2. A method for administering dichlorphenamide, or a pharmaceutically acceptable salt thereof, to a subject in need thereof, the method comprising:

subsequently determining that the subject is to begin treatment with a therapeutically effective amount of MATE1 substrate, and

continuing administration of the therapeutically effective amount of dichlorphenamide, or a pharmaceutically acceptable salt thereof,

and beginning administration of the therapeutically effect amount of the MATE1 substrate,

3. The method claim 1, further comprising informing the subject or a medical care worker that administering dichlorphenamide, or a pharmaceutically acceptable salt thereof, to a subject who is also taking MATE1 substrate, results in no increase in drug exposure as compared with administering the MATE1 substrate to a subject who is not being administered dichlorphenamide, or a pharmaceutically acceptable salt thereof.

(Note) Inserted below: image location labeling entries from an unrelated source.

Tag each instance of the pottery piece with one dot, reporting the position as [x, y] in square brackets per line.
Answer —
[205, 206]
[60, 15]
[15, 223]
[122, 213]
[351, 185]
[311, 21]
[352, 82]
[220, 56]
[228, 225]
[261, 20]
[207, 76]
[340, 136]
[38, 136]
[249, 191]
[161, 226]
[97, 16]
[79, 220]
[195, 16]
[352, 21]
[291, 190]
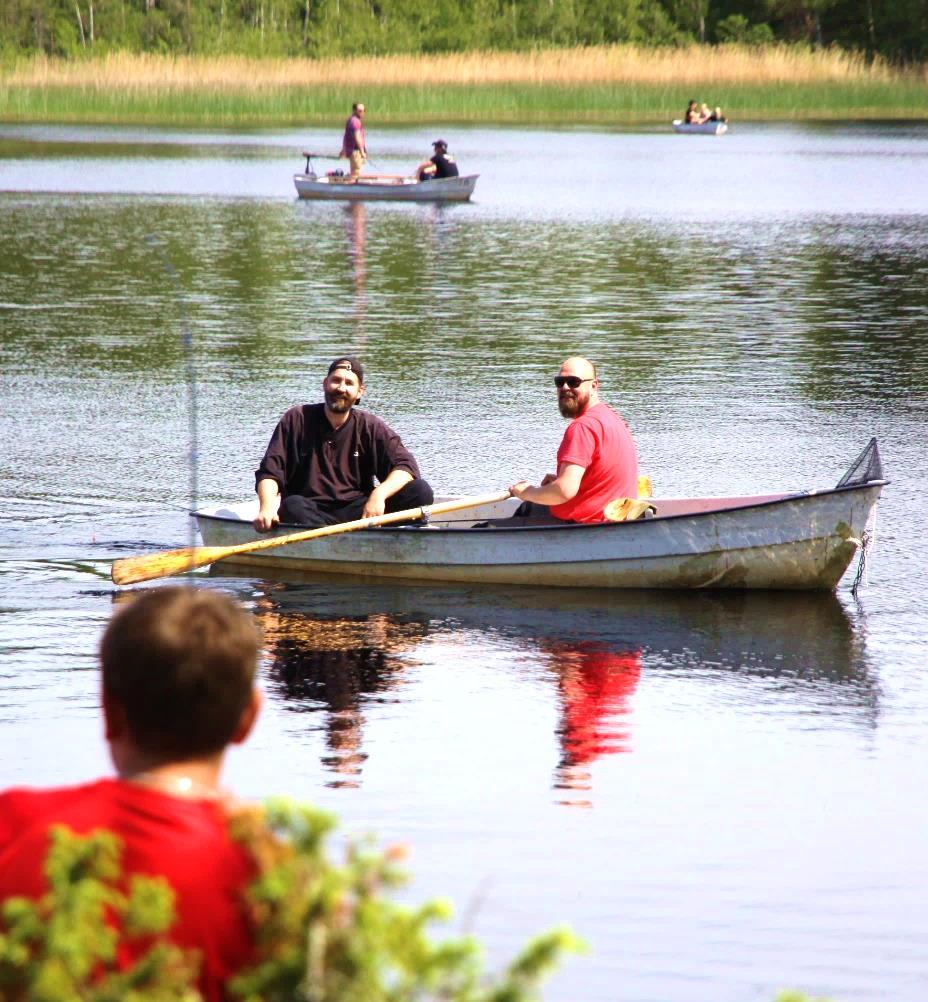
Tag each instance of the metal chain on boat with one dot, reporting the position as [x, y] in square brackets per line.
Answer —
[867, 539]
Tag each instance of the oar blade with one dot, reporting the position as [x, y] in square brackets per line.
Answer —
[131, 570]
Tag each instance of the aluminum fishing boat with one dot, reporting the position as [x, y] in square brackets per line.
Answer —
[701, 128]
[786, 540]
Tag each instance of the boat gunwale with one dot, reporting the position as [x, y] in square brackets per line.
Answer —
[712, 512]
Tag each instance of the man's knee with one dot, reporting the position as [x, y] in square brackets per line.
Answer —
[298, 510]
[422, 492]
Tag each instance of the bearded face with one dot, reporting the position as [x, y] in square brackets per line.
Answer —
[342, 391]
[572, 403]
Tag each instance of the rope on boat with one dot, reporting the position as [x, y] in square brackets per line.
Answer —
[867, 540]
[186, 340]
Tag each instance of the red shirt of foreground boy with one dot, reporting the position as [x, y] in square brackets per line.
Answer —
[596, 462]
[178, 687]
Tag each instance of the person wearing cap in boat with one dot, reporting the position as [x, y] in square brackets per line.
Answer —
[596, 462]
[354, 143]
[441, 164]
[323, 459]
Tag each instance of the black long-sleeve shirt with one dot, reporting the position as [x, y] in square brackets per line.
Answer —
[307, 456]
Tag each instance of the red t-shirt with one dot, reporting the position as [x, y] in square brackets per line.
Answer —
[184, 841]
[599, 441]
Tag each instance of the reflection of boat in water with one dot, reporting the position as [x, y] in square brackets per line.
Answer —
[336, 645]
[802, 540]
[335, 664]
[701, 128]
[806, 637]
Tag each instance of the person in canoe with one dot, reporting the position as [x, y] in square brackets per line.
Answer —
[322, 461]
[596, 462]
[440, 164]
[177, 673]
[354, 142]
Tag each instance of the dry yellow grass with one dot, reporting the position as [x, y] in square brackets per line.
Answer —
[726, 65]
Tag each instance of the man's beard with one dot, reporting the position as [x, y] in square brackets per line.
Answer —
[569, 407]
[339, 403]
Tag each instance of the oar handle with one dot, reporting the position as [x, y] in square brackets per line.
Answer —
[131, 570]
[407, 515]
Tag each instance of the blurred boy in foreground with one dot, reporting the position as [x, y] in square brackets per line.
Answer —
[178, 670]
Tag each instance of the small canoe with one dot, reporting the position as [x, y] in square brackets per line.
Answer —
[384, 187]
[701, 128]
[789, 540]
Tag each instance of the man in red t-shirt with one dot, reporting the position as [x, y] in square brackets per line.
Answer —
[596, 461]
[177, 688]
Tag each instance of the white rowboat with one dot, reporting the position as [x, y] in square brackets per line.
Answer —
[803, 540]
[384, 187]
[701, 128]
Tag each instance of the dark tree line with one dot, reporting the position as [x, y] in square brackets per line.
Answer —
[895, 29]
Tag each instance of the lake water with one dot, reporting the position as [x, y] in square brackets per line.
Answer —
[724, 794]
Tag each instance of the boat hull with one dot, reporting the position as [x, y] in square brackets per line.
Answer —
[803, 541]
[442, 189]
[700, 128]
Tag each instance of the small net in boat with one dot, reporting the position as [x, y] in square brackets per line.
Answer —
[865, 468]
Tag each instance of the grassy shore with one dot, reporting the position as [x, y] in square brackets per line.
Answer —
[614, 84]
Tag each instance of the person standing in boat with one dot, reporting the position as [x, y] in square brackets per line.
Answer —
[441, 164]
[177, 673]
[354, 143]
[322, 461]
[596, 463]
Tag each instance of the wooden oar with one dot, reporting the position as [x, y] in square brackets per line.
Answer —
[130, 570]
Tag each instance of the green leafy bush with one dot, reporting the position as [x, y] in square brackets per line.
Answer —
[327, 932]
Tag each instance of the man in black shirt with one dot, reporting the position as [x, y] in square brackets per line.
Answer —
[440, 165]
[322, 461]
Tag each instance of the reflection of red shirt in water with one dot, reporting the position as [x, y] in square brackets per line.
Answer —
[184, 841]
[595, 686]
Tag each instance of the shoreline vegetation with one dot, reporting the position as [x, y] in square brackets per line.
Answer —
[602, 85]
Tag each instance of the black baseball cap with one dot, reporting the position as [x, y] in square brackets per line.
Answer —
[349, 363]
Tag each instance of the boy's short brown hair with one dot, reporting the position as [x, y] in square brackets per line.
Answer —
[180, 662]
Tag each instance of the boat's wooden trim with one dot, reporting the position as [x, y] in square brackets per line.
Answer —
[809, 565]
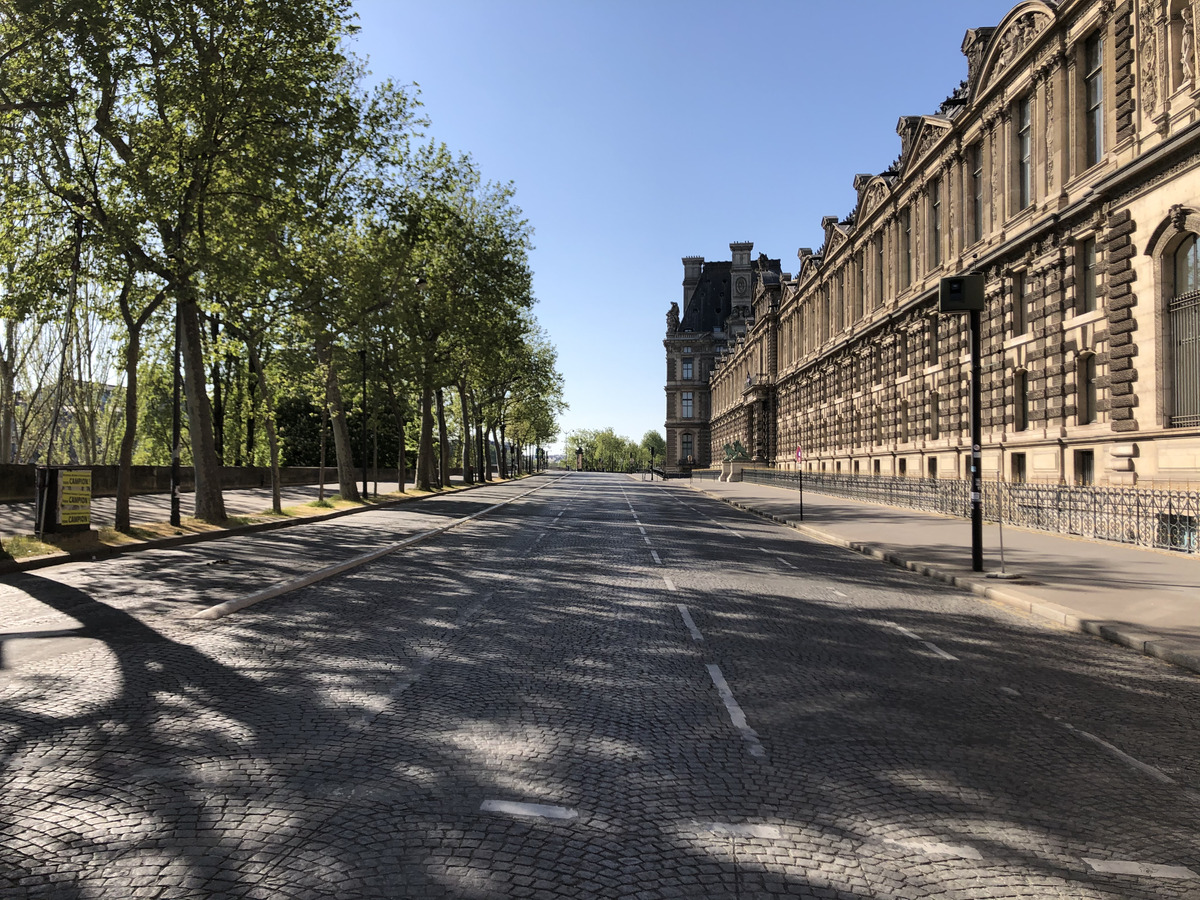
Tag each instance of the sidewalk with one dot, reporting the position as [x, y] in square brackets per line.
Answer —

4. The method of claim 1, further comprising informing the subject or a medical care worker that administering dichlorphenamide, or a pharmaceutically acceptable salt thereof to a subject who is also taking MATE1 substrate, may result in no increased risk of one or more exposure-related adverse reactions than administering the MATE1 substrate to a subject who is not being administered dichlorphenamide, or a pharmaceutically acceptable salt thereof.

5. (canceled)

6. (canceled)

7. (canceled)

8. (canceled)

9. (canceled)

10. (canceled)

11. (canceled)

12. (canceled)

13. (canceled)

14. (canceled)

15. (canceled)

16. (canceled)

17. (canceled)

18. (canceled)

19. (canceled)

20. The method of claim 1, wherein the therapeutically effective amount of the dichlorphenamide, or a pharmaceutically acceptable salt thereof, is between 25 mg and 200 mg per day.

21. The method of claim 1, wherein the therapeutically effective amount of the dichlorphenamide, or a pharmaceutically acceptable salt thereof, is 50 mg twice daily.

22. The method of claim 1, wherein the dichlorphenamide, or a pharmaceutically acceptable salt thereof, is administered via a titration scheme that comprises the up-titration of the dichlorphenamide, or a pharmaceutically acceptable salt thereof, at weekly intervals until a modified dose is administered.